ECLI:NL:RBDHA:2024:19087
Rechtbank Den Haag
- Eerste aanleg - enkelvoudig
- Rechtspraak.nl
Beoordeling van asielaanvraag en interstatelijk vertrouwensbeginsel in het kader van de Dublinverordening
In deze uitspraak van de Rechtbank Den Haag, zittingsplaats Arnhem, wordt het beroep van eiser tegen het niet in behandeling nemen van zijn asielaanvraag beoordeeld. De minister van Asiel en Migratie heeft de aanvraag op 11 oktober 2024 afgewezen, met het argument dat Duitsland verantwoordelijk is voor de behandeling van de aanvraag. De rechtbank heeft op 7 november 2024 de zaak behandeld, waarbij zowel eiser als zijn gemachtigde, alsook de gemachtigde van de minister aanwezig waren.

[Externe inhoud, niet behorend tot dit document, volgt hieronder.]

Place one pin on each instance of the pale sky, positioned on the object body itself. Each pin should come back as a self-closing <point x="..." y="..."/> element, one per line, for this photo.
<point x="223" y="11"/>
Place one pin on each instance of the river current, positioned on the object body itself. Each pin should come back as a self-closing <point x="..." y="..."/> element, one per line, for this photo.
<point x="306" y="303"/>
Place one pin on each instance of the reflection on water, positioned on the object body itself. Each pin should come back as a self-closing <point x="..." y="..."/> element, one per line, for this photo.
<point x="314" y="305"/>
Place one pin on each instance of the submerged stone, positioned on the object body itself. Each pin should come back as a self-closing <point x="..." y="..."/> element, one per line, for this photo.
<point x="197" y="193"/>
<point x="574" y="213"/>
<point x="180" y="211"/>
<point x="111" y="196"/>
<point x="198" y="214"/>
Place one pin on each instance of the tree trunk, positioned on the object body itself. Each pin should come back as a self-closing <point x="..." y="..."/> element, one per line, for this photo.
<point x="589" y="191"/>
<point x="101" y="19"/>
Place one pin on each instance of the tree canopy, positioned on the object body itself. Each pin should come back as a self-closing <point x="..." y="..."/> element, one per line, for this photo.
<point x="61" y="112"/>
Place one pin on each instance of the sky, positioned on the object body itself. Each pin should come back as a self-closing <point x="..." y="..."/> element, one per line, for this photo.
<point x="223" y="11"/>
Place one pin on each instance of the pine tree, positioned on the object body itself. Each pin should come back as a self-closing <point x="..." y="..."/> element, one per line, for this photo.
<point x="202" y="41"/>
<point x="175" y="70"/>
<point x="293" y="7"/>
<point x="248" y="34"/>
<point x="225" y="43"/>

De rechtbank concludeert dat het beroep ongegrond is. Eiser heeft niet kunnen aantonen dat Duitsland niet kan worden vertrouwd op basis van het interstatelijk vertrouwensbeginsel. De rechtbank wijst erop dat de minister in zijn besluit heeft aangegeven dat eiser niet aannemelijk heeft gemaakt dat hij in Duitsland een reëel risico loopt op een onmenselijke of vernederende behandeling. De rechtbank beschouwt een tegenstrijdigheid in het besluit van de minister als een kennelijke verschrijving, maar dit doet niets af aan de inhoud van het besluit.

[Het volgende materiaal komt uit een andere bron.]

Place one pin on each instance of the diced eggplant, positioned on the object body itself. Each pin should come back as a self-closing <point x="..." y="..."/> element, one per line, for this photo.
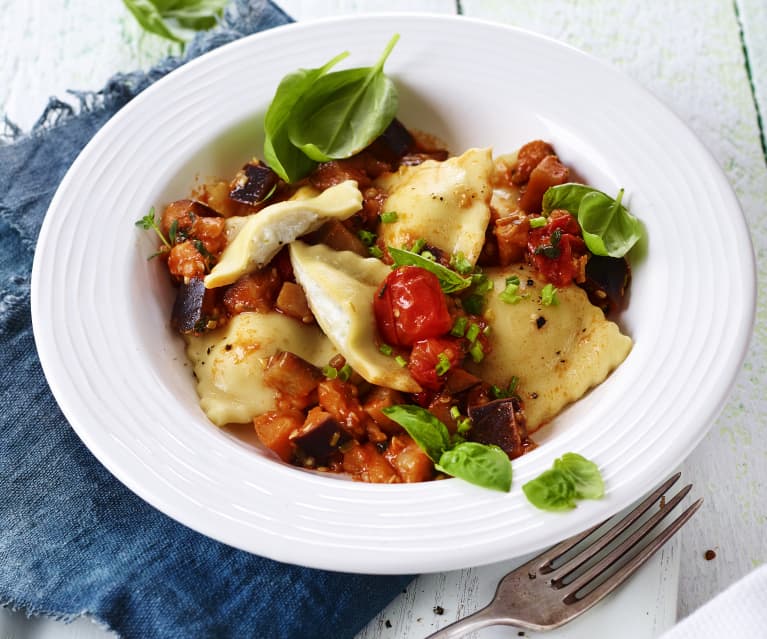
<point x="607" y="280"/>
<point x="194" y="307"/>
<point x="292" y="376"/>
<point x="394" y="143"/>
<point x="499" y="422"/>
<point x="253" y="183"/>
<point x="319" y="436"/>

Eiser heeft ook betoogd dat de minister zijn aanvraag op grond van artikel 17 van de Dublinverordening onverplicht in behandeling moet nemen, maar de rechtbank oordeelt dat de omstandigheden die eiser aanvoert niet voldoende bijzonder zijn om hiervan af te wijken. De rechtbank bevestigt dat de minister terecht heeft geoordeeld dat de asielaanvraag van eiser niet in behandeling hoeft te worden genomen, en dat de beslissing van de minister in stand blijft. Eiser krijgt geen proceskostenvergoeding.